Pull-down experiments
For She1Cterm-tubulin pull-down experiments, 2.5 µg of purified tubulin (from cow brain) was incubated with or without 2.5 µg of 6His-She1Cter in 500 µl of PM buffer. After 30 minutes at room temperature, 10 µl of NiNTA beads were added (Thermo Fisher). After a 10 minute incubation, the beads were washed three times with PM buffer, and then boiled for 5 minutes in 60 µl of sample buffer before SDS-PAGE analysis. For peptide competition experiments, 50 µg of each peptide (dissolved in PM buffer; wild-type : EEGEF TEARE DLAAL ERDYI EVGAD SYAEE EEF; G437R: EEGEF TEARE DLAAL ERDYI EVRAD SYAEE EEF) were added to the mixture of She1 (0.25 µg) and tubulin (1.25 µg) and allowed to bind for 30 min at room temperature. Then, 10 µl of NiNTA beads were added (Thermo Fisher), incubated for 10 minutes, washed three times with PM buffer, and then boiled for 5 minutes in 60 µl of sample buffer prior to SDS-PAGE and immunoblot blot analysis. For immunblotting, the gel was transferred to a PVDF membrane (BioRad TransBlot Turbo), blocked with PBS supplemented with 5% milk for 30 minutes, and then probed with anti-α-tubulin (YL1/2 1:10,000) followed by Cy5 anti-rat secondary antibody (Jackson ImmunoResearch, 1:2000). To quantify the tubulin signals, the local background was subtracted and signals were normalized such that tubulin-bound 6His-She1Cter without peptide was equal to 100. The average of two replicates is presented in the graph (Figure 5D).

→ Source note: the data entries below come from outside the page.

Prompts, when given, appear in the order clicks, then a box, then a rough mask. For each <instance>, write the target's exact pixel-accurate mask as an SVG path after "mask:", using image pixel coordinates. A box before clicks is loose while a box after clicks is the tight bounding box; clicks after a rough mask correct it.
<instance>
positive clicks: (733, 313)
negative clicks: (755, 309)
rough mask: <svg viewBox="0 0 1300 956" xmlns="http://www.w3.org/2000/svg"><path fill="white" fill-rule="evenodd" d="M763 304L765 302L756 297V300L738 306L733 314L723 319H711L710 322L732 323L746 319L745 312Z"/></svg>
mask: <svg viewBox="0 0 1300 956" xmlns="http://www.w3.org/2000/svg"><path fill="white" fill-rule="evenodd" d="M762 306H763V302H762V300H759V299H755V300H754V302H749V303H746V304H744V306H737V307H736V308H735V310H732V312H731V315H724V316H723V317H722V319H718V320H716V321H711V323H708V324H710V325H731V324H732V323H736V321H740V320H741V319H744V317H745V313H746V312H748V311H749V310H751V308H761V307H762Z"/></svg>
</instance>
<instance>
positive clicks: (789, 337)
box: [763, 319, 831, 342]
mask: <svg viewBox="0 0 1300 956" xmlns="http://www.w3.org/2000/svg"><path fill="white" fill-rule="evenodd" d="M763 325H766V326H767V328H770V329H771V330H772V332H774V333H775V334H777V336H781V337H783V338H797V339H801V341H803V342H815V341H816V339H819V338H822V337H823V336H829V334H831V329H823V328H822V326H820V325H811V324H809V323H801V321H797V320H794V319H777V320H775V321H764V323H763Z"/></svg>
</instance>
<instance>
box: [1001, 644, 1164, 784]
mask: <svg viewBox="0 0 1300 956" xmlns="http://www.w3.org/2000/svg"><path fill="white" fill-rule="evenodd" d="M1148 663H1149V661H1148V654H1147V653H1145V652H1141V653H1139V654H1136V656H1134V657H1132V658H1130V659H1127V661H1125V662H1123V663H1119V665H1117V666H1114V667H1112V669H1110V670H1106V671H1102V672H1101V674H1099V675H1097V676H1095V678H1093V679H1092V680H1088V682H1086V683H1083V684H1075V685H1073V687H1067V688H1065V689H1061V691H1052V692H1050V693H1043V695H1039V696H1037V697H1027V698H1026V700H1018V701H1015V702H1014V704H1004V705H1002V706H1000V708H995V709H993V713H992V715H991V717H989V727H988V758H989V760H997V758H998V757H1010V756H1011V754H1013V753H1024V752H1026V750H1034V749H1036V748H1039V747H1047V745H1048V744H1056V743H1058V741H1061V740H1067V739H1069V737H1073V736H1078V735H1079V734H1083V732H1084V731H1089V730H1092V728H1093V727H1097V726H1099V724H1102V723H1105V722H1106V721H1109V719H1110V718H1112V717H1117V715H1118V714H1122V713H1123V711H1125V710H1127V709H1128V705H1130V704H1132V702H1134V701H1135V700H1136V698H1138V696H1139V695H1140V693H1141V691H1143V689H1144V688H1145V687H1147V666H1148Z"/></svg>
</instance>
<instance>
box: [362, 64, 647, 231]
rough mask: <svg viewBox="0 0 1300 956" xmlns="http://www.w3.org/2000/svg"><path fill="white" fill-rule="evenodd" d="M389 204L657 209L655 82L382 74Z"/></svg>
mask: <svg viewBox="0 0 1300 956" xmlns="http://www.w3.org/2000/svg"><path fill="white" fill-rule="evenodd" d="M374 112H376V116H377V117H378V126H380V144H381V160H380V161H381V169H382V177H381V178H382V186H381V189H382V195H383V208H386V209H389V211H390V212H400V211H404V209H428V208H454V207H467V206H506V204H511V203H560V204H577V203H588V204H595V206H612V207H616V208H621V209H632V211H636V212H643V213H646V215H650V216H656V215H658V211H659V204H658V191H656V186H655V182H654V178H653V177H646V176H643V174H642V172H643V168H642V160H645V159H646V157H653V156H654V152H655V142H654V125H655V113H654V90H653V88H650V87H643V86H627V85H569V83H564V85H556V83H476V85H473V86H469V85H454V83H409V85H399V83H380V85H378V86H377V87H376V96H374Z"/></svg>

Structural analyses and mutation modeling
Molecular graphics and analyses were performed with the UCSF Chimera package. The rotamers function was used to model an arginine substitution into position 436 of the α-tubulin structure (pdb 3J6G). The top 4 rotamers were selected for visualization (see Fig. S2). Chimera is developed by the Resource for Biocomputing, Visualization, and Informatics at the University of California, San Francisco (supported by NIGMS P41-GM103311).
Acknowledgements
We would like to thank Jeff Moore for kindly providing a tub3Δ yeast strain. This work was funded by IINCA (TetraTips PLBIO10-030 to A.A. and C.B.) and the NIH/NIGMS (GM118492 to S.M.M.).